The Centre’s move on Friday to reduce the basic customs duty (BCD) on certain edible oils to 2.5 per cent is likely to help the consumers.

The stakeholders in the edible oil sector feel that the Friday’s move by the Government would help reduce the duty by around ₹4180 per tonne on crude palm oil (CPO), around ₹4990 per tonne on crude degummed soyabean oil, and around ₹4330 per tonne on RBD palmolein. They feel that this duty reduction, in turn, would help consumers of these oils.

While reducing the import duty on June 29, the Centre had said that the duty would be effective till September 30.

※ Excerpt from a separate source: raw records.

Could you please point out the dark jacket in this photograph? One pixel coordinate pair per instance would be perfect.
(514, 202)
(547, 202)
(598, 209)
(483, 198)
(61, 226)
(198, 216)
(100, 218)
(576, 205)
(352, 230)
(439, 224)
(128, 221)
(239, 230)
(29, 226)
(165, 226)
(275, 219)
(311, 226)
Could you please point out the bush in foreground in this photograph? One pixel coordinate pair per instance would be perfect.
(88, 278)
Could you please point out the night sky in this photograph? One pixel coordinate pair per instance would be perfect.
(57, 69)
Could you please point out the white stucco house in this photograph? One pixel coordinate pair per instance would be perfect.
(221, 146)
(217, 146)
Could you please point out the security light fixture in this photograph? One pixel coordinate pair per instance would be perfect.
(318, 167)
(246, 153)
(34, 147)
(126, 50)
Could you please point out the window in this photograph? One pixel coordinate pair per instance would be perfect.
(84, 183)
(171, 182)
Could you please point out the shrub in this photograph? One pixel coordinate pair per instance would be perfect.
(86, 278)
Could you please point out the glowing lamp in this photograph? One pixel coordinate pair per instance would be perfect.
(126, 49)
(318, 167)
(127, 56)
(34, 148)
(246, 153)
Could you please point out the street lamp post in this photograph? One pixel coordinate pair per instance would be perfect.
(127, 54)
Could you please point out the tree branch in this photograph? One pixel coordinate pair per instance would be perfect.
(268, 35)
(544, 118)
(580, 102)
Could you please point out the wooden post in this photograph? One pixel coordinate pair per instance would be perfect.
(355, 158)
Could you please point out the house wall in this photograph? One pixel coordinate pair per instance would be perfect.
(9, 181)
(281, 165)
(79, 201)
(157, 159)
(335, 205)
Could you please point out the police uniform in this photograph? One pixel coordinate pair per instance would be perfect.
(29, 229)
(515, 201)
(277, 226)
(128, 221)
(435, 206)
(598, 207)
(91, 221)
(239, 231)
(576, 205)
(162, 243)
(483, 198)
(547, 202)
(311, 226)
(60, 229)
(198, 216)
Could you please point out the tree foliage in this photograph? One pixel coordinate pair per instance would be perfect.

BV Mehta, Executive Director of Solvent Extractors’ Association (SEA) of India, said it looks that sunset clause has been dropped with Friday’s move by the Centre. As a result of this, there will not be auto revision of duty structure with effect from October 1.

He said the current domestic bullishness in edible oils is spearheaded by low arrival of mustard seed.

In Friday’s meeting with the Food Secretary, SEA had suggested for reduction of import duty on rapeseed oil in line with soya and sunflower oil or even little lower, as it will have desired salutary effect on runaway mustard oil prices.

He said the Centre’s move will also go a long way in cooling all edible oil prices as internationally edible oil prices have started showing some weakness.

Sudhakar Desai, President of Indian Vegetable Oil Producers’ Association (IVPA), said that this is a welcome move in the interest of the consumers who have been facing the brunt of the steeply high prices. This move is expected to provide some relief to the consumers.

Apart from the consumer angle, this move is a possible solution to resolve the zero-duty import from Nepal and Bangladesh. Such imports should get curtailed with this move, helping the domestic industry, especially those in north and northeast of India, he said.